Rien
3 |
Label :
L'Amicale Underground |
||||
S'il y a un groupe qui illustre le processus de dénégation, c'est bien Rien. En bon névrosés, Yugo Solo, DJ Goulag, Dos.3, {aka} et Francis Fruit nous obligent à annuler leur existence au moment même où on se met à parler d'eux. Exemple : "T'écoutes quoi ?" "Moi ? J'écoute Rien." "... tu m'en diras tant.". Les saligauds ont eu 15 ans pour s'amuser (et se lasser, probablement, comme toi lecteur au bout de 3 chroniques successives) des quiproquos que leur patronyme n'a pas manqué de causer. Ils ont pavé leur voie de cet humour léger, absurde, articulé l'air de rien avec une virtuosité instrumentale toujours mise au service de voyages inédits (Il ne peut y avoir de prédiction sans avenir ressemble à un équivalent musical de Alice au Pays des Merveilles), composant une discographie en forme de pied-de-nez aux étiquettes de tout poil, celles-là mêmes qui tentent encore maladroitement de les labelliser "post-rock". Mais le temps des rires et des chants est passé, nous sommes en décembre 2014 et tout jeu de mots laid à l'endroit du groupe charrie désormais son lot d'amertume : Rien se meurt. C'était écrit ; la sénescence de Rien est programmée dans ses gènes, c'était même son postulat de base en 1999. Ils ne sont pas légion, les groupes qui ont les couilles de savoir s'arrêter, de se tenir à une promesse vieille de 15 ans. Après deux albums grandioses (je baise mes mots) et des tournées restées mémorables, le groupe a semblé réaliser l'échéance en 2010, lorsqu'est paru un disque en forme de prédiction. Celui-là s'appelait 3.
On a pu se demander ce qu'il signifiait, ce chiffre garant d'un tiers. Troisième production du quatuor devenu quintet ? Ou bien, sinistre augure, entame d'un compte à rebours inexorable nous rappelant que – blague à part – un jour il n'y aura plus Rien, comme nous le prédisait déjà Ferré en 73. Malheureusement à ce propos l'Amicale Underground est formol (formel pardon, lapsus tristement révélateur), 3 constitue le premier volume d'une trilogie. Du genre qui ne porte pas de nom.

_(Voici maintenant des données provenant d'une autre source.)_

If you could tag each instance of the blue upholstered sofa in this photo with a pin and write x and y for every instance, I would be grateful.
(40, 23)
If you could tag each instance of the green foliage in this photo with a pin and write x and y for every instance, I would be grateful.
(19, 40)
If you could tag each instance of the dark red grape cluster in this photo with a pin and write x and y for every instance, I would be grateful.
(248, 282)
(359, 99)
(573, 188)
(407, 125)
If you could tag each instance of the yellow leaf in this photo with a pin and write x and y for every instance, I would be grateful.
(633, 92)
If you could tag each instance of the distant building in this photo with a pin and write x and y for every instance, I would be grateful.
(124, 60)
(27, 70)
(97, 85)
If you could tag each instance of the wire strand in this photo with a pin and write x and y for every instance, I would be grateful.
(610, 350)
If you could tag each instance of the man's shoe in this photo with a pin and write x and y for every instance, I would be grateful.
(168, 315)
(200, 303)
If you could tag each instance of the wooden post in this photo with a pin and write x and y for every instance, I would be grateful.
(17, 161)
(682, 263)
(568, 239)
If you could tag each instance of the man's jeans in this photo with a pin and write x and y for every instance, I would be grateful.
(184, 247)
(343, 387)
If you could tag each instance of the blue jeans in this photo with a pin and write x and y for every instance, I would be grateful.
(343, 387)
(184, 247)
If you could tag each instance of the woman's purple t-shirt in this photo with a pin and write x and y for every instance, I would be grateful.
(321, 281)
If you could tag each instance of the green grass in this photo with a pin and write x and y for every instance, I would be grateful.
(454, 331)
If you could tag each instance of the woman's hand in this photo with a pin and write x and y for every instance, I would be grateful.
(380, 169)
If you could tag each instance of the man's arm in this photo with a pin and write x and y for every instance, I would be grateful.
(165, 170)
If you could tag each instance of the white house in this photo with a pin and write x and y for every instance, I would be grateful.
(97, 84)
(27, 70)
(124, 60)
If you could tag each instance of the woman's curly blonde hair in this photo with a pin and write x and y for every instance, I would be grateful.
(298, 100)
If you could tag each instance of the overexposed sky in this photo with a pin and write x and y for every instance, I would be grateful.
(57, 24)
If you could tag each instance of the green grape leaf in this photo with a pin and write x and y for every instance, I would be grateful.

De là à parler d'ineffable il n'y a qu'un pas... Que je ferais bien de franchir avant que l'on se mette à parler de feu-Rien. De ces trois années qui ont suivi le dernier LP, le groupe a retenu trois fois rien ; quatre morceaux pour un peu moins d'une demi-heure. Avant de crier au scandale, ô lecteur biberonné à la productivité folle d'un Guided By Voice ou autre Ty Segall, avant de clouer Rien au pilori, écoute bien le disque. Écoute le attentivement car il est de ceux qui t'apprennent une leçon de vie : la touche repeat est ton amie. Mieux vaut un disque de 25 minutes qui, écouté trois fois de suite la bave aux lèvres, en fait 75 de pur bonheur, plutôt qu'un autre de même longueur rempli de fillers et sur lequel on ne reviendra pas. Sur ces quatre morceaux, Rien a appliqué un baume magique, de ceux qui transforment le plomb en or, pour que soudainement : POUF! ... Quatre morceaux n'en fassent plus qu'un. Un monstre gigantesque à quatre têtes, dont le rugissement se fait tout en nuance, entre arpèges cristallins et distorsions massives.
Sur 3, Rien se lève du pied gauche. Des chaînes qui se trainent au fond de l'abime, des hululements lugubres, à peine audibles en fond, une tentative d'apaisement par couches synthétiques, comme si Klaus Schulze venait tout juste de se faire refuser l'accès au paradis. Pas facile d'être en enfer, hein connard ? Au début on grogne, comme Rien grogne, puis l'angoisse s'installe, insidieuse, tandis qu'on réalise qu'il n'y a pas d'issue. Alors on se cogne la tête contre la roche brûlante, on lève les yeux au ciel comme pour retrouver au delà de l'obscurité insondable un Soleil perdu. La seule solution, c'est la folie. L'épisode délirant, en forme de solo de guitare impromptu, vient soulager la réalité en la remplaçant par la sienne propre, pleine d'allégresse... Mais qui n'accroche pas vraiment. Le délire ne tient plus, c'est le retour au réel, le début d'une confrontation musicale sans précédent pour la survie de l'esprit. Crescendo après crescendo, disto sur disto, un martèlement mécanique qui tâche de lutter contre le souffle grandissant du cyclone électrique. Quand vient le climax, Rien se réveille dans un cri, en sueur sur son lit. Les images de son songe le hantent, tandis que résonnent dans sa tête des applaudissements imaginaires. Ces mains qui s'entrechoquent à tout rompre, s'imagine-t-il, ne peuvent être que celles d'un public conquis. Une étrange résolution s'empare de Rien alors qu'il se dirige vers son studio, la démarche rendue vacillante par le choc du réveil. Tout cela ressemblait fort à une prémonition. Non, ça faisait plus que "ressembler", c'était une sensation. Et lui, Rien, doit assumer la tâche de lui donner corps, de la dessiner dans le futur. Il est le mieux placé pour savoir qu'il n'y a pas de prédiction sans avenir.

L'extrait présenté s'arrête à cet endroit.